On the mental-health side of things, I find summer to be schlumpy. It is way easier for me to stay motivated and active when the kids are in school and when it isn't 105 degrees outside. Anybody else?
Regarding the new therapist - I decided to stop going to her. There were a few red flags in the first session. She talked a LOT. She asked me for advice based on my profession and got off on a tangent about her planned vacation for almost twenty minutes! And at the end of that session, she called me a "Chatty Cathy." What?!?! I decided to chalk it up to first-time getting-to-know-you stuff and give her another go. Session two was still not great. She didn't seem to ask terribly insightful questions and spent more time telling me how great I am than challenging me to go deeper, work harder. I had said something about wanting to have a therapeutic relationship with somebody so that when I'm in a time of crisis, there is somebody who is already familiar with me. She responded that I shouldn't think of our relationship as "therapeutic," but that we're more like "friends." Um, no. I mean, I want to be friendly with a therapist. I want to be comfortable and able to chat. But I'm not paying you for us to have coffee and gossip. I'm paying for you to root around in my psyche and help me to figure my shit out. We are not friends.
So...yeah. No therapist at the moment. I would still like to have somebody I can go to when I'm having a hard time, who is already somebody that I know and trust and like, who already knows my story. But the thought of having to go through therapist after therapist to find this person is daunting, especially when I don't really need help right this moment.

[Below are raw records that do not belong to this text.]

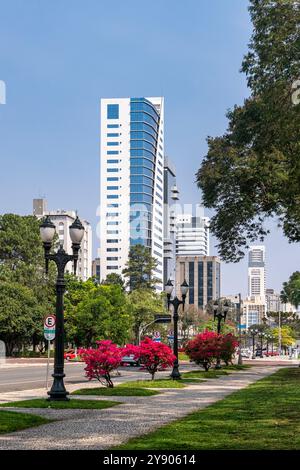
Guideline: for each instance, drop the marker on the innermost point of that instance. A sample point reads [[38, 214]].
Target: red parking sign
[[49, 321]]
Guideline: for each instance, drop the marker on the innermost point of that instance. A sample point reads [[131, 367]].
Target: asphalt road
[[27, 377]]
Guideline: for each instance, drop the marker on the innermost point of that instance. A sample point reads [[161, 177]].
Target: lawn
[[263, 416], [11, 421], [158, 383], [116, 391], [71, 404]]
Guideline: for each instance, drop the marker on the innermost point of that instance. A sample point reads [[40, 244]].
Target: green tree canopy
[[114, 278], [252, 172], [145, 304], [102, 313], [21, 316]]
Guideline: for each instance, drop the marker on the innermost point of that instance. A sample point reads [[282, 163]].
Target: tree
[[114, 278], [152, 355], [144, 305], [22, 265], [21, 317], [287, 336], [102, 313], [204, 349], [252, 172], [291, 290], [102, 361], [139, 268]]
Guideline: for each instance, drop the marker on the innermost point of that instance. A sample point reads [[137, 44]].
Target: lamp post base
[[175, 375], [58, 391]]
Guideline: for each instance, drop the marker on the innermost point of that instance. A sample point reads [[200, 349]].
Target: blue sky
[[59, 58]]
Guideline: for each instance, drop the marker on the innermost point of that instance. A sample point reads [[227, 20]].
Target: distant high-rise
[[171, 196], [256, 271], [192, 235], [62, 220], [132, 181], [203, 274]]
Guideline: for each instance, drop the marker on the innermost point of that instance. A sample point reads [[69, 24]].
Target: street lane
[[28, 377]]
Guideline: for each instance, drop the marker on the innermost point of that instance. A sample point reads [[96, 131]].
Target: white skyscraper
[[192, 235], [62, 220], [132, 165], [256, 271]]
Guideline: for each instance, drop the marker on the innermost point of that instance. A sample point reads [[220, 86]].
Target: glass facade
[[144, 126], [191, 283], [200, 285], [209, 281]]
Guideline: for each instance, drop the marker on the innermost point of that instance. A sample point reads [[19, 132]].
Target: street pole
[[61, 258], [176, 303], [279, 333], [240, 359]]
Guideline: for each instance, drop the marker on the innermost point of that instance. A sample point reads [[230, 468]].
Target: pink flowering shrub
[[102, 361], [207, 347], [152, 355]]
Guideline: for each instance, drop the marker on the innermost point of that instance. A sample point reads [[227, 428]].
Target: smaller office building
[[203, 274]]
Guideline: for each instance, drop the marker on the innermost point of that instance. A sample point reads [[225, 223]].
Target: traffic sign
[[50, 321], [49, 334]]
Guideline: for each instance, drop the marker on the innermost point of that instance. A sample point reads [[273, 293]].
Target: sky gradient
[[59, 58]]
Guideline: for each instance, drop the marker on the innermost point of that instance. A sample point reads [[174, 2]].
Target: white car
[[246, 352]]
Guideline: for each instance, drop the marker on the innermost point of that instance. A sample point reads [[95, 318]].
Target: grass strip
[[263, 416], [11, 421]]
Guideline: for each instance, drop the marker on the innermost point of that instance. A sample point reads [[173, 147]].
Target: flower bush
[[152, 355], [204, 349], [102, 361], [207, 347]]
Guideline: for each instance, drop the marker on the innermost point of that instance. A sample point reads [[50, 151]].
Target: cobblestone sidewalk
[[102, 429]]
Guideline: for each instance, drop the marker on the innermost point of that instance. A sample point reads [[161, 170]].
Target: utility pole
[[240, 359]]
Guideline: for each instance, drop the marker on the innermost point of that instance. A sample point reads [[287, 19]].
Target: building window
[[191, 283], [209, 281], [112, 111], [112, 170], [200, 284]]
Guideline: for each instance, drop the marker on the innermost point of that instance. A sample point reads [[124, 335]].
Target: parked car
[[130, 361], [246, 352], [70, 354]]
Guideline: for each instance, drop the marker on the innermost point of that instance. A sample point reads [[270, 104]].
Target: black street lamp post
[[176, 303], [220, 312], [61, 258], [261, 336], [253, 334]]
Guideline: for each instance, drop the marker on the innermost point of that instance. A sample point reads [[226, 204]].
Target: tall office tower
[[62, 221], [256, 271], [203, 274], [132, 164], [171, 196], [275, 304], [192, 236]]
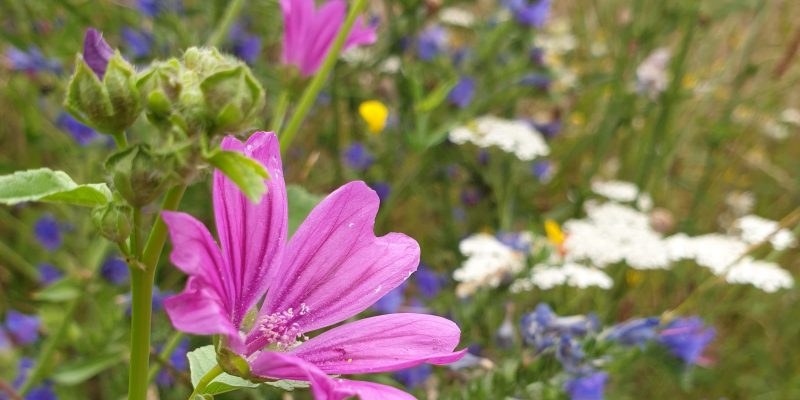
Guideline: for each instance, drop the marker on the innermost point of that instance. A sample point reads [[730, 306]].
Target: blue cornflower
[[587, 387], [431, 42], [391, 301], [138, 43], [178, 361], [413, 377], [462, 93], [358, 157], [48, 232], [32, 61], [542, 170], [635, 332], [245, 46], [530, 12], [687, 338], [48, 273], [82, 134], [23, 328], [115, 271], [382, 189], [428, 281]]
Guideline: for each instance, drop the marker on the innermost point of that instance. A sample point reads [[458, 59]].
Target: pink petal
[[334, 266], [252, 235], [206, 305], [284, 366], [326, 25], [384, 343]]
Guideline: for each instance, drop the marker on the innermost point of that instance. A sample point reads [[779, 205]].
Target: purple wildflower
[[461, 95], [431, 42], [358, 157], [687, 338], [587, 387], [48, 232], [82, 134], [23, 328], [96, 52], [309, 32], [331, 269]]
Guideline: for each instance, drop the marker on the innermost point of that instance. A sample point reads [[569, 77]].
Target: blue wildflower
[[530, 12], [358, 157], [687, 338], [48, 273], [138, 43], [431, 42], [82, 134], [115, 271], [391, 301], [461, 95], [245, 45], [23, 328], [413, 377], [48, 232], [382, 189], [635, 332], [31, 61], [587, 387], [428, 281]]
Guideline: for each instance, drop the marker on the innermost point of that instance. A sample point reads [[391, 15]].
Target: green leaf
[[202, 360], [50, 186], [301, 203], [80, 371], [435, 98], [60, 291], [246, 173]]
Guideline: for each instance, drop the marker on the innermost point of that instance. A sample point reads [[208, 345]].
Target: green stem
[[16, 261], [165, 353], [279, 115], [231, 13], [310, 94], [142, 277], [205, 380], [43, 361]]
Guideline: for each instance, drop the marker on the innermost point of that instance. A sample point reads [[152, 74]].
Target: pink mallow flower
[[332, 269], [309, 32]]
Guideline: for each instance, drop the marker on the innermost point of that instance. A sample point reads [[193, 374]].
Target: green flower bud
[[113, 221], [160, 87], [139, 174], [110, 105]]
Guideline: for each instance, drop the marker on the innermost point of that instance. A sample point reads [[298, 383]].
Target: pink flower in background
[[309, 32], [332, 269]]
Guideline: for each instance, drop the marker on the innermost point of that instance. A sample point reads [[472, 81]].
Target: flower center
[[279, 328]]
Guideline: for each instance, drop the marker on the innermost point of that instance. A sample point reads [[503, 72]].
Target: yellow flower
[[554, 233], [375, 114]]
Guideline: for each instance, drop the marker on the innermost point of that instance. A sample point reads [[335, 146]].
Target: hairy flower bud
[[139, 174], [160, 88], [109, 105], [113, 221]]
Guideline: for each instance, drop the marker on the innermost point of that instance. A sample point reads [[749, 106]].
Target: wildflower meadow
[[399, 199]]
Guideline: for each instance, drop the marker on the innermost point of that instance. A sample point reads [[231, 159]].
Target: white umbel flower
[[764, 275], [754, 229], [516, 137], [488, 262]]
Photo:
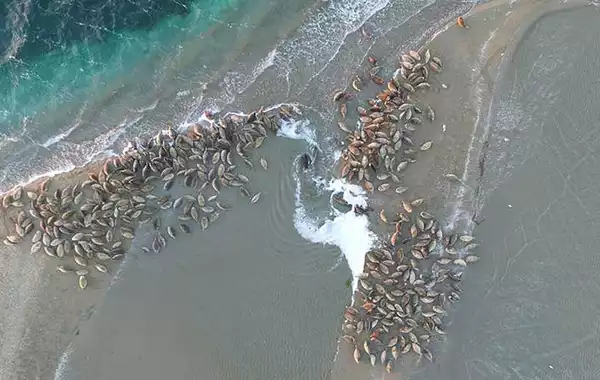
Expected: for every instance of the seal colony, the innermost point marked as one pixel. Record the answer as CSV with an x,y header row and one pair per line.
x,y
408,282
89,225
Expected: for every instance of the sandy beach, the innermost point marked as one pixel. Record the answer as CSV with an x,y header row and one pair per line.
x,y
251,298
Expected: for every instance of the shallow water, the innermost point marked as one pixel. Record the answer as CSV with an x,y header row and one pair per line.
x,y
251,297
530,311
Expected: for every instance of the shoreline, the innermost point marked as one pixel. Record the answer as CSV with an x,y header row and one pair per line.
x,y
475,92
425,174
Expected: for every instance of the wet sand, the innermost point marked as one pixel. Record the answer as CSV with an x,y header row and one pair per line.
x,y
133,335
513,299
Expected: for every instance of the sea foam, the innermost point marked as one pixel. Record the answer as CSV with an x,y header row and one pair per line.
x,y
348,231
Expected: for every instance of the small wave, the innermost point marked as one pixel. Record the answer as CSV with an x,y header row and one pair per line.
x,y
54,139
297,130
149,107
237,82
349,231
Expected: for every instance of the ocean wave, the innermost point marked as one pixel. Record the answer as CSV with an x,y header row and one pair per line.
x,y
57,138
348,231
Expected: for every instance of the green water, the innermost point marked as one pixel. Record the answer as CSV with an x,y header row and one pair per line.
x,y
48,81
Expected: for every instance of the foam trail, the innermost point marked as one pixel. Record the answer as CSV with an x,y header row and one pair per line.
x,y
349,231
297,130
62,363
54,139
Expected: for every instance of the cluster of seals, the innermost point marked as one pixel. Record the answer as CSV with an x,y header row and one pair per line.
x,y
90,224
407,283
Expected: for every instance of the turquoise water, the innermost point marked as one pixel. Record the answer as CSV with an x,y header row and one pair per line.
x,y
89,63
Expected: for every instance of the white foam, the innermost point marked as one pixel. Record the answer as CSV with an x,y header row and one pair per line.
x,y
297,130
349,231
62,366
54,139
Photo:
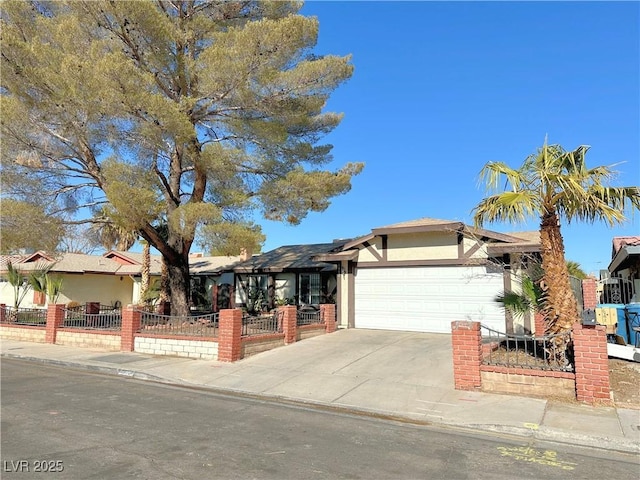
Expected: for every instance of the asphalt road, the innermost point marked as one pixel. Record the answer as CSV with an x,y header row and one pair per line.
x,y
68,424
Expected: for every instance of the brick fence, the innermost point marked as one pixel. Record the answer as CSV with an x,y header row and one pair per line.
x,y
589,383
228,346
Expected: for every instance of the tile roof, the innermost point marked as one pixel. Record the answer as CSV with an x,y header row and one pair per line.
x,y
129,263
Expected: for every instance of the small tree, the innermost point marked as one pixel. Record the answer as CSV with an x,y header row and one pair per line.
x,y
19,282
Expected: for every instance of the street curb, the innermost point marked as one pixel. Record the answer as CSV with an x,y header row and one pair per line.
x,y
543,433
120,372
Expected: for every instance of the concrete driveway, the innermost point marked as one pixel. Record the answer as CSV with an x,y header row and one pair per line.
x,y
367,355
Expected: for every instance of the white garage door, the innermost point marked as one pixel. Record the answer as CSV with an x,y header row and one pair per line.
x,y
427,299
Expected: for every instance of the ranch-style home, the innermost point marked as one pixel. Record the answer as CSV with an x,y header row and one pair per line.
x,y
287,275
111,279
417,276
423,274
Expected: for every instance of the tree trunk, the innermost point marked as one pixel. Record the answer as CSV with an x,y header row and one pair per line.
x,y
145,271
561,308
179,285
165,289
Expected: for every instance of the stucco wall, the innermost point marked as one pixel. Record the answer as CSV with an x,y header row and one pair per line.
x,y
25,334
81,288
422,246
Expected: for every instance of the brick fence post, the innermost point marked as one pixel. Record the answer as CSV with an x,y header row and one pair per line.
x,y
131,318
55,320
589,293
467,355
289,323
539,324
328,316
230,335
591,364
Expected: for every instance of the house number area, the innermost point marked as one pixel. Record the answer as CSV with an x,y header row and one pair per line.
x,y
32,466
528,454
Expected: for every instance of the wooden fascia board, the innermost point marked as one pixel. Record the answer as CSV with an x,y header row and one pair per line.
x,y
513,248
258,271
441,227
481,232
425,263
357,242
336,257
110,255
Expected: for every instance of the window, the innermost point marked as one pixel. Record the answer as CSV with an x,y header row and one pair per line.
x,y
309,288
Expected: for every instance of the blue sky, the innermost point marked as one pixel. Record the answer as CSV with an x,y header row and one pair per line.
x,y
441,88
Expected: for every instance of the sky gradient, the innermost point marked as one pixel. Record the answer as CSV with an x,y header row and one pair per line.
x,y
441,88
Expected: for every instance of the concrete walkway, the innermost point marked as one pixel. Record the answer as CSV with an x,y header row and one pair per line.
x,y
404,375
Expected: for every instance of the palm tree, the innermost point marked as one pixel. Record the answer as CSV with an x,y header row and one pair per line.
x,y
19,283
554,184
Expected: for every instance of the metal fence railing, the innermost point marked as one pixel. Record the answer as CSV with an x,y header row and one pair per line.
x,y
25,316
548,352
309,317
262,324
77,318
190,325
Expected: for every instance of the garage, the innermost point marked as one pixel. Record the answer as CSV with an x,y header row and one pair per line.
x,y
427,299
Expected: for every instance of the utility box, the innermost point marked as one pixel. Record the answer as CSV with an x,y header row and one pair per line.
x,y
607,316
589,317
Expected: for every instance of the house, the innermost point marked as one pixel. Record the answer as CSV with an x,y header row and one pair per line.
x,y
110,279
423,274
285,275
620,283
418,276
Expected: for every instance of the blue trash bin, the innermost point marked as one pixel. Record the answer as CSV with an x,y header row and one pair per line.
x,y
632,320
621,329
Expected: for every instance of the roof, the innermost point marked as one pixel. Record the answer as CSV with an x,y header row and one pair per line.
x,y
625,253
201,265
112,263
291,257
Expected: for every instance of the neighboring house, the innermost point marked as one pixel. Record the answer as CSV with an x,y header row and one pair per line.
x,y
423,274
286,275
110,279
620,283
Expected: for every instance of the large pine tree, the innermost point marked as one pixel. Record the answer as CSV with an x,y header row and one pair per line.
x,y
194,114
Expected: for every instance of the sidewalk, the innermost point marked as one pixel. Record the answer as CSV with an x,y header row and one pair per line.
x,y
368,372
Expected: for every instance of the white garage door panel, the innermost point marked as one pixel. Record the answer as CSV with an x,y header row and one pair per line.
x,y
426,299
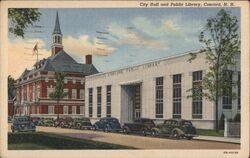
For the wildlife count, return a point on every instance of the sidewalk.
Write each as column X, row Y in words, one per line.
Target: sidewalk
column 218, row 139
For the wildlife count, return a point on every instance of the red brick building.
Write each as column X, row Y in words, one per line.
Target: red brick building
column 34, row 86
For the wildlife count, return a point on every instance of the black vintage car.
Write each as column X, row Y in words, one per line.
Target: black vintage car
column 22, row 124
column 141, row 125
column 82, row 123
column 36, row 120
column 66, row 122
column 176, row 128
column 108, row 124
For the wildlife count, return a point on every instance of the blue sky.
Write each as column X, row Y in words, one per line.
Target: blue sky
column 135, row 35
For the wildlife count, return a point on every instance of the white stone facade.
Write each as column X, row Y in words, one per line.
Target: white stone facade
column 145, row 75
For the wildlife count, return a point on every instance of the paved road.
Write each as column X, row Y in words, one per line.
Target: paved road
column 138, row 141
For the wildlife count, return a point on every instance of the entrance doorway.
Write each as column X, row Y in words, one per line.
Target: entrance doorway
column 130, row 102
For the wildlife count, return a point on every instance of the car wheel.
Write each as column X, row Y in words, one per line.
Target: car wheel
column 106, row 129
column 78, row 126
column 154, row 133
column 144, row 132
column 175, row 134
column 125, row 130
column 189, row 138
column 95, row 127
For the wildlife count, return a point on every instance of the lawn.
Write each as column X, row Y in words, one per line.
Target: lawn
column 28, row 146
column 207, row 132
column 40, row 140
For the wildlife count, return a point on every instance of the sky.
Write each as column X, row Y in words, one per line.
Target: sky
column 128, row 36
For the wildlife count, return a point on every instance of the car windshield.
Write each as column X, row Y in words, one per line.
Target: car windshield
column 85, row 119
column 186, row 123
column 147, row 121
column 113, row 120
column 23, row 119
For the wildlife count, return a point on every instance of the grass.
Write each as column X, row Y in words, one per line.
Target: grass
column 28, row 146
column 207, row 132
column 40, row 140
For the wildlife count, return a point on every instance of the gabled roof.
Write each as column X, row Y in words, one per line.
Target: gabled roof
column 57, row 29
column 61, row 62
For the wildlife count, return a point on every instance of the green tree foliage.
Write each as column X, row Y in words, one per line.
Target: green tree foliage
column 21, row 18
column 58, row 93
column 11, row 87
column 221, row 42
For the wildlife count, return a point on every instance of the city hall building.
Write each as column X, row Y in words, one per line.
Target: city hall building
column 158, row 90
column 33, row 87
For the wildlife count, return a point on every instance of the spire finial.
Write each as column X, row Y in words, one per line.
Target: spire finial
column 57, row 29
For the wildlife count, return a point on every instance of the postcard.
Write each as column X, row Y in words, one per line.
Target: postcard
column 124, row 78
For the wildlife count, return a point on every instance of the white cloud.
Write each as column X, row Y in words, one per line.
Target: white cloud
column 20, row 55
column 121, row 35
column 81, row 46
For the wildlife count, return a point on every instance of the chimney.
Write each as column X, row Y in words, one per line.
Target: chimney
column 88, row 59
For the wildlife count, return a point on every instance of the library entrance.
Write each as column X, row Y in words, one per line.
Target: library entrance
column 130, row 102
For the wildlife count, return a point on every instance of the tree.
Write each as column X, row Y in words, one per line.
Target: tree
column 58, row 93
column 11, row 87
column 21, row 19
column 221, row 45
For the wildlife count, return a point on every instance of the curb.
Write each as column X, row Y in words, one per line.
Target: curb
column 221, row 141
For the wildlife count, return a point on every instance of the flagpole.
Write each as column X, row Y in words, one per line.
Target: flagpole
column 37, row 55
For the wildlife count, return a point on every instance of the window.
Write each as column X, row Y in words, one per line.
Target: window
column 82, row 110
column 227, row 91
column 65, row 81
column 74, row 94
column 108, row 103
column 65, row 109
column 37, row 92
column 73, row 109
column 159, row 97
column 66, row 91
column 50, row 109
column 238, row 89
column 90, row 102
column 49, row 90
column 99, row 101
column 197, row 98
column 177, row 96
column 81, row 93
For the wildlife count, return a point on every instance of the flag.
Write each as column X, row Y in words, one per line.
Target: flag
column 35, row 49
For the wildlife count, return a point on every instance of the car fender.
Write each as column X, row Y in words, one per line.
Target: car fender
column 180, row 132
column 126, row 127
column 155, row 129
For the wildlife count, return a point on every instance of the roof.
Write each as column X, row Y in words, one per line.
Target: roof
column 148, row 62
column 57, row 29
column 61, row 62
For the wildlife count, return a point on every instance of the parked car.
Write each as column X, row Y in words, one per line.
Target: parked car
column 22, row 124
column 82, row 123
column 35, row 120
column 47, row 122
column 108, row 124
column 141, row 125
column 66, row 122
column 9, row 119
column 177, row 128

Then there's this subversive thought of mine that keeps nagging me. The accepted wisdom out there in the world is that therapy is good for anybody. Every one can benefit from a little talk therapy, right? Well, I'm not so sure. It's a little ridiculous to think that every person on the face of the earth would benefit from the same narrow array of therapeutic solutions. I've come a long, long, long way in the last 15 years, and none of it had anything to do with a therapist. I don't regret not having a therapist through any of it. I thought hard, challenged the status quo, read lots and lots of books and articles, found other people who have had similar experiences, muddled my way through. Do I really need a therapist?
What do you think?
Can everybody benefit from talk therapy?
Are emotional coping and healing like diet and exercise, where different people may have different dietary needs and sensitivities, and build muscle tone and endurance in different ways?